We cooked dinner, and did a little fishing, with no luck, while we waited for nightfall. Once darkness hid our presence, we pitched the tent and bunked down for the night. We decided that we would get up at first light, break camp, and get all of our gear to the river's edge, to make it look like we were there to do a little fishing before getting on the river. About 1:30 am, there was a bright light that woke me up. I looked out the small window in the tent (a small, 2 person pup-tent) and saw a cop car, sweeping through the park and parking lot. His searchlight went right over us, and he kept on going. 5 minutes later, he made another sweep through the parking lot, and left. I got back to sleep about an hour later, after my heart settled down.
We woke up around 5, and pulled the canoe and kayak to the river's edge, as well as repacking our dry-bags with our gear, and started cooking breakfast. Since we didn't catch any fish, we had to suffer through a breakfast of cornedbeef hash and fried eggs with Tobasco, and coffee. We got back on the river at 8, and tried to stay in the sunlight as much as possible, to stay warm. Imagine our surprise when we came across Cool Springs campground, about 30 minutes down river from Dobson Bridge! It is a national forest campground, and by the looks of it, a nice one! We quickly checked our maps and book, and couldn't find mention of this campground in any of them. There is canoe access to Cool Springs, so this is a good stopping point for a two day trip, as long as you don't mind paddling for 7 - 8 hours the first day!
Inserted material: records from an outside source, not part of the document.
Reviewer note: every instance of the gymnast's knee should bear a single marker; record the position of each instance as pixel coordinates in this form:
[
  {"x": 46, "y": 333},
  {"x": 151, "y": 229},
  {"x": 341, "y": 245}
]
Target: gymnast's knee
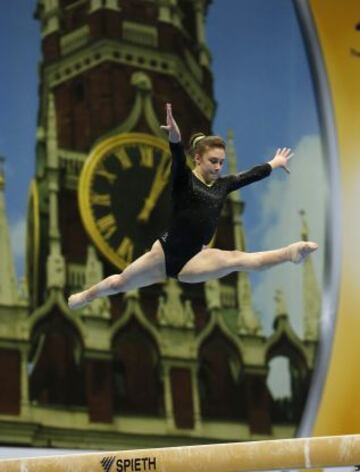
[{"x": 117, "y": 283}]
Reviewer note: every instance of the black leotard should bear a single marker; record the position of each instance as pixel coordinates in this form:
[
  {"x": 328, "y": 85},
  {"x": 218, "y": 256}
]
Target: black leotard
[{"x": 196, "y": 208}]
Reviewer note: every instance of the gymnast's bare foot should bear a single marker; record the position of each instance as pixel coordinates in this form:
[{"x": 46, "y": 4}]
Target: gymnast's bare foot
[
  {"x": 78, "y": 300},
  {"x": 298, "y": 251}
]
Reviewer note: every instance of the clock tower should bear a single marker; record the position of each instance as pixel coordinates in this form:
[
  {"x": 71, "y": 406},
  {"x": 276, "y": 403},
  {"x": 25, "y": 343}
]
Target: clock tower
[{"x": 100, "y": 197}]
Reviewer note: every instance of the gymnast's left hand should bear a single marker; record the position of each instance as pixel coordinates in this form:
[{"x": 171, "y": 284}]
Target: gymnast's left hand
[{"x": 281, "y": 159}]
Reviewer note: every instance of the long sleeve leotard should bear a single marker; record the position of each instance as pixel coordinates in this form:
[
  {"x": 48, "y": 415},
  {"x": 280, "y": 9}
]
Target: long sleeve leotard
[{"x": 197, "y": 207}]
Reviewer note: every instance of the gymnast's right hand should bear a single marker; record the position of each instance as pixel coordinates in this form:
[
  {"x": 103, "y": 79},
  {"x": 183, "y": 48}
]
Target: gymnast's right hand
[{"x": 171, "y": 126}]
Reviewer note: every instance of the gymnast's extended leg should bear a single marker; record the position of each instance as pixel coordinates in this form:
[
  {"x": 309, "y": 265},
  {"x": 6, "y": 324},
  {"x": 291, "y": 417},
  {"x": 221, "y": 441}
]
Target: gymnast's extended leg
[
  {"x": 148, "y": 269},
  {"x": 216, "y": 263}
]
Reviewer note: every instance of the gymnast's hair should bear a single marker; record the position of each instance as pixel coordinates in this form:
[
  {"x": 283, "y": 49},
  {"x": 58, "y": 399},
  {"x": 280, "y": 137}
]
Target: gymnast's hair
[{"x": 199, "y": 143}]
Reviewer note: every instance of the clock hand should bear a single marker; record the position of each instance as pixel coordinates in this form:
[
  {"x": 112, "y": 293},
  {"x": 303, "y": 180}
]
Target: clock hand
[{"x": 158, "y": 185}]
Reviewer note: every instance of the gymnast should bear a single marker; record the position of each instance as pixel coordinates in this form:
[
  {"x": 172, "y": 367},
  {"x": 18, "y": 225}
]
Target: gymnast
[{"x": 197, "y": 198}]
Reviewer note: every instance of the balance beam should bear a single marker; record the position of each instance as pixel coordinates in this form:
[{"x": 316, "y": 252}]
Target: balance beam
[{"x": 302, "y": 453}]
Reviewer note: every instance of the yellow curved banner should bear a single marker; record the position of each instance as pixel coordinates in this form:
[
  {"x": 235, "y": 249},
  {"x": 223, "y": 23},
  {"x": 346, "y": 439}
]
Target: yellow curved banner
[{"x": 338, "y": 28}]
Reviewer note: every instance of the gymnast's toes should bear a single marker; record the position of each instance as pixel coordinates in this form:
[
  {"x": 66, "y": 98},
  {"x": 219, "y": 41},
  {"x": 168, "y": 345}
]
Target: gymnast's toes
[
  {"x": 298, "y": 251},
  {"x": 77, "y": 301}
]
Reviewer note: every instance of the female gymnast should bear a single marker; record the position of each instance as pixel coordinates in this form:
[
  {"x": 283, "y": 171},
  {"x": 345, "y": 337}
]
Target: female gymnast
[{"x": 198, "y": 197}]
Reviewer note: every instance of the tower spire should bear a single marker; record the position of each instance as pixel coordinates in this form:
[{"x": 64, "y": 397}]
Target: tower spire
[
  {"x": 312, "y": 296},
  {"x": 8, "y": 290}
]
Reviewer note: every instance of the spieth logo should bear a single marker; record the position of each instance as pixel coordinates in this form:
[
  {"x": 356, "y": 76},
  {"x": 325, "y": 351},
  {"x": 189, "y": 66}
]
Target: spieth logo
[
  {"x": 136, "y": 464},
  {"x": 107, "y": 462}
]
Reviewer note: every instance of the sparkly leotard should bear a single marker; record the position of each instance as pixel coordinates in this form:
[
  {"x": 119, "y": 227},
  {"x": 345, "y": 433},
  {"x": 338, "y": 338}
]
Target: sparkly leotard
[{"x": 196, "y": 208}]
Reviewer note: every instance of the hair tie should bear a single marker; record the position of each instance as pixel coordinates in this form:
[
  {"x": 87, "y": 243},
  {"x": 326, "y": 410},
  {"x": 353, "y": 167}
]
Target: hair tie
[{"x": 197, "y": 139}]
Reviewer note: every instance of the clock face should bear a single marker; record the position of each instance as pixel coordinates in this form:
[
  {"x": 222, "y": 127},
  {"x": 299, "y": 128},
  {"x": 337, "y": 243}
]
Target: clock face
[{"x": 124, "y": 195}]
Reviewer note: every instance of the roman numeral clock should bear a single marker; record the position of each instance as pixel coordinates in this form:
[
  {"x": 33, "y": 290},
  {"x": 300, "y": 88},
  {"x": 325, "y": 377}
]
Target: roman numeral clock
[{"x": 124, "y": 195}]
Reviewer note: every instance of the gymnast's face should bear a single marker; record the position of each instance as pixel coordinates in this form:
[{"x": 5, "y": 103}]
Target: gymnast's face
[{"x": 210, "y": 163}]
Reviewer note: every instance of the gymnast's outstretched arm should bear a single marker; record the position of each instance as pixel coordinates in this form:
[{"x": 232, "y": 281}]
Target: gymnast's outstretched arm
[{"x": 280, "y": 160}]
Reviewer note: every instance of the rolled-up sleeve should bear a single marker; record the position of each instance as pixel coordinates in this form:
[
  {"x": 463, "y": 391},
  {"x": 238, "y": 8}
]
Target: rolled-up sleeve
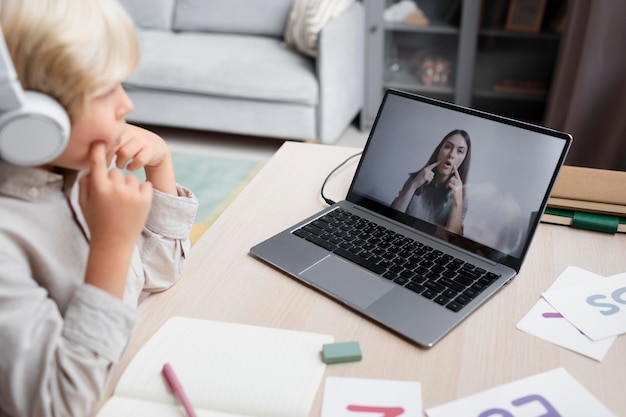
[{"x": 164, "y": 243}]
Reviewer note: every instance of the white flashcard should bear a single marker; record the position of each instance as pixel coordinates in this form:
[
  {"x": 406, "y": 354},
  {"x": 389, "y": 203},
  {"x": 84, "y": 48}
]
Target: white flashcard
[
  {"x": 597, "y": 307},
  {"x": 354, "y": 397},
  {"x": 552, "y": 393},
  {"x": 546, "y": 323}
]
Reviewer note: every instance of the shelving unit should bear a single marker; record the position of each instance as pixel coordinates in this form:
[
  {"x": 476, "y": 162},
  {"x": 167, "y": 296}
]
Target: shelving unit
[{"x": 489, "y": 67}]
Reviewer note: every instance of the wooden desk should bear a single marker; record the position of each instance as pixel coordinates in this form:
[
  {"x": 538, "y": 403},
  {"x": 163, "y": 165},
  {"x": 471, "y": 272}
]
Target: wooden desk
[{"x": 223, "y": 282}]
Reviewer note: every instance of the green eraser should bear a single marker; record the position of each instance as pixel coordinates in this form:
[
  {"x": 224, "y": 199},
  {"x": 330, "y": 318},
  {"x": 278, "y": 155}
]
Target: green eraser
[{"x": 341, "y": 352}]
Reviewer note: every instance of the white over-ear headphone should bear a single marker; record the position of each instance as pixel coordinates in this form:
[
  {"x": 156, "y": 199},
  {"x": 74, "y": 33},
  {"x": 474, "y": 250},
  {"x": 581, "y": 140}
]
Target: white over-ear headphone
[{"x": 34, "y": 128}]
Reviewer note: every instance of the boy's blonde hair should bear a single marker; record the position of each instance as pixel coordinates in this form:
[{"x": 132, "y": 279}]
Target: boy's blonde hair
[{"x": 71, "y": 50}]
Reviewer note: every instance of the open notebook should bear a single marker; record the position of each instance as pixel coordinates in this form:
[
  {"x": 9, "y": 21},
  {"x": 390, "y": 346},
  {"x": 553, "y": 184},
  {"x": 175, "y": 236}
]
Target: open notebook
[
  {"x": 226, "y": 369},
  {"x": 439, "y": 216}
]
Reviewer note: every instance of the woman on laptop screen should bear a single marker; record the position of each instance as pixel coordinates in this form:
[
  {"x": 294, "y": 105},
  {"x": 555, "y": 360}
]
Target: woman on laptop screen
[{"x": 435, "y": 193}]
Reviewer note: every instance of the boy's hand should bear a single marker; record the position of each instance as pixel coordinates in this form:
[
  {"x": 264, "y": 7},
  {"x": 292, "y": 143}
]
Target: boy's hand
[
  {"x": 115, "y": 207},
  {"x": 141, "y": 148}
]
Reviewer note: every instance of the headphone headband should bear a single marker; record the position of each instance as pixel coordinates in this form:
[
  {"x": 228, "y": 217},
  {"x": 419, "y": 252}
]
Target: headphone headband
[{"x": 34, "y": 128}]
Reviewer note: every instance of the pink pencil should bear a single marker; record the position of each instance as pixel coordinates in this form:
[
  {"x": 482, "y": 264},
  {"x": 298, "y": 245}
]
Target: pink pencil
[{"x": 176, "y": 387}]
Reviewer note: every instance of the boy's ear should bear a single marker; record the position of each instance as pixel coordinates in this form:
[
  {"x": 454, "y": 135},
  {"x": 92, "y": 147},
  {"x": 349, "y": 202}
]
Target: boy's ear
[{"x": 34, "y": 128}]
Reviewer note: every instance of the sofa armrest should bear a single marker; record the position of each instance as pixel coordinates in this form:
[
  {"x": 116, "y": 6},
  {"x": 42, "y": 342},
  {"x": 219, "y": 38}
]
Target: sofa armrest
[{"x": 340, "y": 71}]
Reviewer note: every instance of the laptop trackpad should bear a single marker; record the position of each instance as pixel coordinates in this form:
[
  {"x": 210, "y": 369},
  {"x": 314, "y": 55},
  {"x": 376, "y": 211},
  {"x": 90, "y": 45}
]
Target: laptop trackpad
[{"x": 347, "y": 281}]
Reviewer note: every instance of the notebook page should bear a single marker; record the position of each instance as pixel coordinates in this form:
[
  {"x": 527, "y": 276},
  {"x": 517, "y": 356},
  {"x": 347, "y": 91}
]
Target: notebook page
[
  {"x": 130, "y": 407},
  {"x": 231, "y": 368}
]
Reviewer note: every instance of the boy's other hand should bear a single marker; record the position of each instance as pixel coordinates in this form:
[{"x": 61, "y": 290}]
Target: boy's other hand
[
  {"x": 140, "y": 148},
  {"x": 115, "y": 207}
]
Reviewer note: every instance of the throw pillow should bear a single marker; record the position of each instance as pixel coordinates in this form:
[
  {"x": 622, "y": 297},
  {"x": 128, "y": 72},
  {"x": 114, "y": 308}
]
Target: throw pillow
[{"x": 306, "y": 20}]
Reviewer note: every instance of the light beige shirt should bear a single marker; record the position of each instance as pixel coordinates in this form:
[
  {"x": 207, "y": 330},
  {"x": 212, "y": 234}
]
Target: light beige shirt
[{"x": 58, "y": 335}]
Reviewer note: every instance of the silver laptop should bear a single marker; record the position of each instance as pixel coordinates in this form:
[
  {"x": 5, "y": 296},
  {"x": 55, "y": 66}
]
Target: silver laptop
[{"x": 439, "y": 216}]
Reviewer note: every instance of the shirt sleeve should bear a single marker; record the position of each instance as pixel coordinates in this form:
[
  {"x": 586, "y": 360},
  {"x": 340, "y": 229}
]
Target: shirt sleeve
[
  {"x": 164, "y": 243},
  {"x": 56, "y": 363}
]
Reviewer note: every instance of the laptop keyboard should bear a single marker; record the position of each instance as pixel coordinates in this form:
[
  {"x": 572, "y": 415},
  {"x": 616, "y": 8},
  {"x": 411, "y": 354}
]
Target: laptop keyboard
[{"x": 442, "y": 278}]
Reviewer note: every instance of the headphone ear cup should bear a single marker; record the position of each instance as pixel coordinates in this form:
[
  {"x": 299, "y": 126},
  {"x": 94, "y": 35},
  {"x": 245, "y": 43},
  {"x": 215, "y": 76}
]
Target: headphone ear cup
[{"x": 35, "y": 133}]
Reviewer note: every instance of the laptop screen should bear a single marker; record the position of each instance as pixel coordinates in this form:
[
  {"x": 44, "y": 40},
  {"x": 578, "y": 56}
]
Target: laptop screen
[{"x": 473, "y": 179}]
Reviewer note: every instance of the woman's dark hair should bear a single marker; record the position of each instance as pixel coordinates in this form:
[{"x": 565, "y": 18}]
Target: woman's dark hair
[{"x": 463, "y": 169}]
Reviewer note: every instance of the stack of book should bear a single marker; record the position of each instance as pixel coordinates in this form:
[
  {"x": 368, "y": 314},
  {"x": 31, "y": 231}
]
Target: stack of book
[{"x": 588, "y": 198}]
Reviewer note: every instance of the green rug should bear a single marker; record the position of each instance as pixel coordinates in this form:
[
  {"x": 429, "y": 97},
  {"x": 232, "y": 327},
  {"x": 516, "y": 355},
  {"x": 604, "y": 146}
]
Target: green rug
[{"x": 215, "y": 181}]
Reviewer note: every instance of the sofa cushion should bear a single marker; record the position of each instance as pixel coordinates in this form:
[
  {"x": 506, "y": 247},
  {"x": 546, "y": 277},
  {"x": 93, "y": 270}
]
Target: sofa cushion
[
  {"x": 238, "y": 66},
  {"x": 158, "y": 15},
  {"x": 306, "y": 20},
  {"x": 252, "y": 17}
]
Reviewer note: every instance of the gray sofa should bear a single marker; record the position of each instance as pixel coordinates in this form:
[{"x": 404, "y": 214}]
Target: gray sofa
[{"x": 222, "y": 65}]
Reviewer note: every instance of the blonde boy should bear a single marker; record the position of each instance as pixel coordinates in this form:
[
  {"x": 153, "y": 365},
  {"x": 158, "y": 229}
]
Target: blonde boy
[{"x": 79, "y": 242}]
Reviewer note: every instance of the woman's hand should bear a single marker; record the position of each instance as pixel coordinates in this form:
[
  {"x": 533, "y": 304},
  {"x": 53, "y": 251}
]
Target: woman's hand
[
  {"x": 455, "y": 184},
  {"x": 455, "y": 219},
  {"x": 424, "y": 177},
  {"x": 141, "y": 148}
]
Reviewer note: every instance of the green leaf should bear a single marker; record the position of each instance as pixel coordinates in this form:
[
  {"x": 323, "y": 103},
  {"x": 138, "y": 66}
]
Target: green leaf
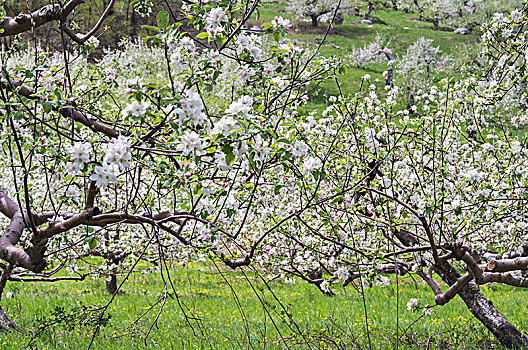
[
  {"x": 47, "y": 106},
  {"x": 163, "y": 19},
  {"x": 18, "y": 115},
  {"x": 91, "y": 241},
  {"x": 151, "y": 28}
]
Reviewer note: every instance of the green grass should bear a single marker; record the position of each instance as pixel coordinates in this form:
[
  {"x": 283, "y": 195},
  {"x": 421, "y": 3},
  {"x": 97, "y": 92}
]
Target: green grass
[
  {"x": 215, "y": 321},
  {"x": 390, "y": 24}
]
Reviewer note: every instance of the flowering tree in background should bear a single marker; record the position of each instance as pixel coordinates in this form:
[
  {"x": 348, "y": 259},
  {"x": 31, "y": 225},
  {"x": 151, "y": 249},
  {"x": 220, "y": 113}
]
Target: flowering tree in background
[{"x": 206, "y": 154}]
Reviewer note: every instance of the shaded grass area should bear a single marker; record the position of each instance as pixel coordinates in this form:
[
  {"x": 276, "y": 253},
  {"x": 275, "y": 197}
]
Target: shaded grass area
[
  {"x": 220, "y": 309},
  {"x": 402, "y": 29}
]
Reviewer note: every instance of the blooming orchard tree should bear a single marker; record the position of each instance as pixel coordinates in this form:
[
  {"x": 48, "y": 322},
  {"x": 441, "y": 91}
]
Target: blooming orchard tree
[
  {"x": 200, "y": 150},
  {"x": 315, "y": 8}
]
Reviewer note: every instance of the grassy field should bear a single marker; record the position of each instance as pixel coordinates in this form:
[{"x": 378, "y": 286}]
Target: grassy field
[
  {"x": 403, "y": 30},
  {"x": 221, "y": 309},
  {"x": 208, "y": 308}
]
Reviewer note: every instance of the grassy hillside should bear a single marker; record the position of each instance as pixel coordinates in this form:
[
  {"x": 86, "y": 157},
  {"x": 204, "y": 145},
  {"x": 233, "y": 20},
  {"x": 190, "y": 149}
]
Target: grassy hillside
[{"x": 220, "y": 309}]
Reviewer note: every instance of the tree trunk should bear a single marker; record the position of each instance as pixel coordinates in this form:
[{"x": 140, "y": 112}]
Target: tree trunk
[
  {"x": 5, "y": 322},
  {"x": 484, "y": 310},
  {"x": 111, "y": 284},
  {"x": 314, "y": 20}
]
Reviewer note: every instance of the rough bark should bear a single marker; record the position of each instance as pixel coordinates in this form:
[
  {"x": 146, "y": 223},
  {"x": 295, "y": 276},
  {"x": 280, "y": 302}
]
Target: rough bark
[
  {"x": 314, "y": 20},
  {"x": 484, "y": 311},
  {"x": 111, "y": 284},
  {"x": 5, "y": 322}
]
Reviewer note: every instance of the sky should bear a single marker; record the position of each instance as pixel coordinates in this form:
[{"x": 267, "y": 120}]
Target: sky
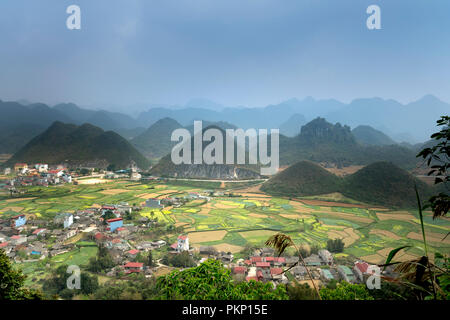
[{"x": 234, "y": 52}]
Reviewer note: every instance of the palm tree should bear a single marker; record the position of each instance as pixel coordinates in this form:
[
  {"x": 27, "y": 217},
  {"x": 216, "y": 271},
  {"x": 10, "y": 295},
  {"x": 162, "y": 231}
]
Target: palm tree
[{"x": 281, "y": 242}]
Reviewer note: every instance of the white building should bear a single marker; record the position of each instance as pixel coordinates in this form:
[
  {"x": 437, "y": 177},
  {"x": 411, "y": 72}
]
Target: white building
[
  {"x": 326, "y": 256},
  {"x": 65, "y": 219},
  {"x": 67, "y": 178},
  {"x": 183, "y": 243},
  {"x": 41, "y": 167}
]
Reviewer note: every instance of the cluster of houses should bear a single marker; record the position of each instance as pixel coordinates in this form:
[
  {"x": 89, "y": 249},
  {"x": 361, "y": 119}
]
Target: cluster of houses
[
  {"x": 265, "y": 266},
  {"x": 32, "y": 239},
  {"x": 156, "y": 203},
  {"x": 37, "y": 175}
]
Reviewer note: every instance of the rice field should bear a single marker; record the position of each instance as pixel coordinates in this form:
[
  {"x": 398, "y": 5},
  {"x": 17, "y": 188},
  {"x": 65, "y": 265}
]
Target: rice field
[{"x": 249, "y": 217}]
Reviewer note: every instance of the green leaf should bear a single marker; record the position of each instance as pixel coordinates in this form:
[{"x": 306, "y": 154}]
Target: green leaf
[{"x": 392, "y": 254}]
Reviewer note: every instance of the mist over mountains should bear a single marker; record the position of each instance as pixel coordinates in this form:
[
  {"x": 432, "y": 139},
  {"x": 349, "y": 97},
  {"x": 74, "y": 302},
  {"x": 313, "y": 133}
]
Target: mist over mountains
[{"x": 411, "y": 123}]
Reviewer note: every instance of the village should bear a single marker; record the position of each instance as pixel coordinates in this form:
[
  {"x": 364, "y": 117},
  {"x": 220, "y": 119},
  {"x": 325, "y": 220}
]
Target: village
[{"x": 109, "y": 226}]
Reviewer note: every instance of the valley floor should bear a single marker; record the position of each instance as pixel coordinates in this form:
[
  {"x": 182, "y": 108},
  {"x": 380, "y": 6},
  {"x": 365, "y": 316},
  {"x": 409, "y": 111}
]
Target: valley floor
[{"x": 249, "y": 217}]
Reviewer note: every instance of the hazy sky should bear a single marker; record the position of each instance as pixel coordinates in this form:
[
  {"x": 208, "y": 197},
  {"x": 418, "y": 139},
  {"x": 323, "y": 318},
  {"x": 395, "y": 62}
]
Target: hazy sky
[{"x": 235, "y": 52}]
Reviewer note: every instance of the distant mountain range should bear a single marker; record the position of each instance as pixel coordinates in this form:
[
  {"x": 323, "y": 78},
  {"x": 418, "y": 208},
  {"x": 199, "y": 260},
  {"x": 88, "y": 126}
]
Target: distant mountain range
[
  {"x": 366, "y": 135},
  {"x": 336, "y": 145},
  {"x": 167, "y": 168},
  {"x": 380, "y": 183},
  {"x": 79, "y": 145}
]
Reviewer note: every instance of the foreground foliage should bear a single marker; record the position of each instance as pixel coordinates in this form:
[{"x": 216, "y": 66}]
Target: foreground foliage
[
  {"x": 12, "y": 281},
  {"x": 212, "y": 281}
]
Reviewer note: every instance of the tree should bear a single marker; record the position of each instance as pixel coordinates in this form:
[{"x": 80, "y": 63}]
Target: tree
[
  {"x": 102, "y": 262},
  {"x": 301, "y": 292},
  {"x": 211, "y": 281},
  {"x": 438, "y": 157},
  {"x": 89, "y": 284},
  {"x": 108, "y": 215},
  {"x": 12, "y": 282},
  {"x": 150, "y": 262},
  {"x": 336, "y": 245},
  {"x": 181, "y": 260},
  {"x": 346, "y": 291},
  {"x": 281, "y": 242}
]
From Cool Springs to Peterson Bridge was absolutely breath taking. We must have seen about 15 deer, primarily does, with a few fawns. The river picks up speed, and what were supposed to be rapids were little more than riffles, due to the low water level. The river twists and turns about every 100 feet, making for some rapid maneuvering, which I found out that a 17 foot canoe being paddled solo is some what challenging! We came across high sand dunes, so I climbed up a little to get a shot of the river. We stopped about another mile down river, for a quick snack, and to try some more fishing. I got skunked again, but Aristotle caught a sock! The sock put up a good fight, but Aristotle prevailed. Last I heard, he's planning on having it mounted.
We reached Stronach Dam around 12:30, and went across the portage. The steps down the back side of the dam are steep, and end in the water. This dam is supposed to be removed next spring, which should make for some fun paddling, as the river will drop 12 feet in less than 1 mile. Once we portaged the dam, we finally saw another person (other than the cop) since we left Monday morning. 15 minutes later, we were at Low Bridge, and praying that our vehicles were already there. No such luck. Fortunately, we got to talking to some other people, who let us borrow their cell phone (note: Nextel has no coverage is this area. Be sure to check with your provider!) to call Bosman's, who brought our vans within 30 minutes.
It was a great trip to get our feet wet, and we learned a lot! I highly recommend this river to anyone looking for a short trip!
Old Town Penobscot 17, and not being a Yakker, I don't know what kind Aristotle had.
You need to get a daily watercraft permit, available from the USDA Forest Service in Baldwin, or you can call them to arrange for them ahead of time (231) 745-4631.
US 131 north to US 10 west to M37 north.